Recent training and staying healthy

As we come within two months from the American Open, I am preparing to celebrate my own milestone: one full year without a significant injury!

It was around this time last year that I pulled my groin severely testing front squats. I had a string of injuries prior to that, each of which put me out of commission for at least a week and limited my ability to train for months. Not surprisingly my progress slowed and my numbers stagnated. I haven't hit any significant PRs since the summer of 2010.

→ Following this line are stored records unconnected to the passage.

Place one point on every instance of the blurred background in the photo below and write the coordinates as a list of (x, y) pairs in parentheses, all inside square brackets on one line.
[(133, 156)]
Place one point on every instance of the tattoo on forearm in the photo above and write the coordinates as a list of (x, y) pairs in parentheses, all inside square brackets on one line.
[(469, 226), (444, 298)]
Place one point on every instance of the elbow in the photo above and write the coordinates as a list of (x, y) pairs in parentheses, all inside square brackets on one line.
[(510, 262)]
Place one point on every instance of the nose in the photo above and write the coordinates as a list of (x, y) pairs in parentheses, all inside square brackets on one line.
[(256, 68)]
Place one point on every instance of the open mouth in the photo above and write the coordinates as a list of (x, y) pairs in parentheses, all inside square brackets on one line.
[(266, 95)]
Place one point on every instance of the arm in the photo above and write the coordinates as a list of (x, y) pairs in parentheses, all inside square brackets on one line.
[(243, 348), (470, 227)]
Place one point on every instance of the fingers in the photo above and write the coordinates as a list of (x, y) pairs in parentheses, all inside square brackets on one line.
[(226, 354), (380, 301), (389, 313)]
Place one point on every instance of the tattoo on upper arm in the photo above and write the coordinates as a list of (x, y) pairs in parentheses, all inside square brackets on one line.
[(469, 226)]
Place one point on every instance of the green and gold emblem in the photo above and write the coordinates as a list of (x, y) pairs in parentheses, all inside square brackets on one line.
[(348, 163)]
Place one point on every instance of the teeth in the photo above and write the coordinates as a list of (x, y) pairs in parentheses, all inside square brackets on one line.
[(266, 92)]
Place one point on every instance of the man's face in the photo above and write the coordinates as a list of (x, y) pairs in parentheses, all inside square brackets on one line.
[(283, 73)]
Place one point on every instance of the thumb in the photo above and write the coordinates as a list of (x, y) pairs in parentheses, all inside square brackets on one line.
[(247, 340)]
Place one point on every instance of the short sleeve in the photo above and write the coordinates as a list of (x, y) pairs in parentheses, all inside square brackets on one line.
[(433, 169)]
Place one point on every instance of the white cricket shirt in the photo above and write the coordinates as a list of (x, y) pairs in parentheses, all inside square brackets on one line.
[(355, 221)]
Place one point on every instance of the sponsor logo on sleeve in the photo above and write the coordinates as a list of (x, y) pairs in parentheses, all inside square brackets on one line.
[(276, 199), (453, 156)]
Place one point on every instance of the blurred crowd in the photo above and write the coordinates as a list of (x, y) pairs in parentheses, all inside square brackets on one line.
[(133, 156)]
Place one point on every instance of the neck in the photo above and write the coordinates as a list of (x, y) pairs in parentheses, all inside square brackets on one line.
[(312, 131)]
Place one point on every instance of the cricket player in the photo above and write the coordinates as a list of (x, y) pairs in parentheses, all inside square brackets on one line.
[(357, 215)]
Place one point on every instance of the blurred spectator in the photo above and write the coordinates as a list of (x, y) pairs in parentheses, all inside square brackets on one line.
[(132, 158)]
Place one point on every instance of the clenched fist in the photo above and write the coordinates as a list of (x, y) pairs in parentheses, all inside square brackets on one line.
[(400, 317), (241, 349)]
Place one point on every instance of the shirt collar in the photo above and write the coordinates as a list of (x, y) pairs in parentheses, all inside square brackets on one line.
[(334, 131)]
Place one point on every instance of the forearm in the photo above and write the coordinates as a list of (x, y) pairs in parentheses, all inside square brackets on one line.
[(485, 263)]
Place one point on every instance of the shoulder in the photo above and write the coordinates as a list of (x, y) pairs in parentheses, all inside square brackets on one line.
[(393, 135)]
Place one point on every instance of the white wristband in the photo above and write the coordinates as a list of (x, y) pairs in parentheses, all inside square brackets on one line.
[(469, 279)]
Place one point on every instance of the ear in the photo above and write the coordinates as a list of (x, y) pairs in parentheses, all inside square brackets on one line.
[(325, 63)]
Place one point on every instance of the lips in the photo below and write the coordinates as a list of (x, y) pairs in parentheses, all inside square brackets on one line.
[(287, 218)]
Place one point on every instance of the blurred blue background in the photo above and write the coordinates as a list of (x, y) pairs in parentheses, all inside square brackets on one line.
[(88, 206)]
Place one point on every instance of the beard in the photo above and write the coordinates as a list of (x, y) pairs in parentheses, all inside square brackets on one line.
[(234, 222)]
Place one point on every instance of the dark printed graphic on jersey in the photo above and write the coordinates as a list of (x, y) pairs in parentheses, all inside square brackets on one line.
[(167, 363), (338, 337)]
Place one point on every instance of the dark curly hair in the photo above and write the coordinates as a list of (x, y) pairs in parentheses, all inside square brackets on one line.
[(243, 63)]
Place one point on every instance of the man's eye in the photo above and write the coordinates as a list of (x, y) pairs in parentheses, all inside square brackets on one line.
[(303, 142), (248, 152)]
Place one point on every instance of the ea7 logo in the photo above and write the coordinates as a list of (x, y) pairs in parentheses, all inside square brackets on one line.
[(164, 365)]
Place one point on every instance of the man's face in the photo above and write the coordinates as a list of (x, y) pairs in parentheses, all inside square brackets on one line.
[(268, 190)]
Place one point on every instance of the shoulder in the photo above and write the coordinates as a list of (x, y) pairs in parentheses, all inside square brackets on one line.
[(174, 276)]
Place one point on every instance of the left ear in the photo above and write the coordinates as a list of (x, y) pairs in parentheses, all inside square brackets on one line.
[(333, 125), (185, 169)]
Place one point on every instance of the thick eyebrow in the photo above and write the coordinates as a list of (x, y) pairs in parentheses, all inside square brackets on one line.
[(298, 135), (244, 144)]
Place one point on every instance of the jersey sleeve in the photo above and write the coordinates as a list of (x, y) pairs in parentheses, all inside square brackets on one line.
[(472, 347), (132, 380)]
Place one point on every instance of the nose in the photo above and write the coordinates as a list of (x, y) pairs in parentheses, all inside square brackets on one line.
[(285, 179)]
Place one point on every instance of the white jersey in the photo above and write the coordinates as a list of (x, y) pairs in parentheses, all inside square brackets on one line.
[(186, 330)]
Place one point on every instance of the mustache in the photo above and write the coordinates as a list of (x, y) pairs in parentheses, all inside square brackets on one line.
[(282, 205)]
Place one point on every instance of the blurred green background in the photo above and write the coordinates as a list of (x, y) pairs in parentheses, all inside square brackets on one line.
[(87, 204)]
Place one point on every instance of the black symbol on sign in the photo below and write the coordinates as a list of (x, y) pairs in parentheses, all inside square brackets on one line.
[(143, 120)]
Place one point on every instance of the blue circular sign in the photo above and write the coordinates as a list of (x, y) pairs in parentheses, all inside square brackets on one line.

You don't realize how wonderful it is to be healthy until you get hurt. I didn't use to get injured much, but weightlifting is such a specific exercise that you need to work harder to fix your auxiliary weaknesses, especially as your weights increase. You also need to put extra effort into recovery and learn when to back off.

Fortunately this approach has been working for me.

I have also been working exceptionally hard at building my strength over the bar, including lower back and hamstring stability. As a result I have gained more and more control in the pull phase of the lift, my weakest point. I have let loose on RDLs, doing snatch grip and clean grip every week and increasing my 100% reference point by over 20kg. On heavy weeks for the first time I have routinely put American record weights on the bar.

191kg is a lot of kilos. The first step to cleaning it is learning to pull it correctly.
There's still a long way to go before I reach my goals or my potential. It's a wonderful thing to feel the same weights get easier and easier. I rarely test in training, but I'll have a chance to see where I am in a couple weeks at the ECG Gold Cup Challenge.

UPDATE: I hit training PRs in both the snatch and clean and jerk this week! We weren't even testing, I just felt good enough to bump up the percentages.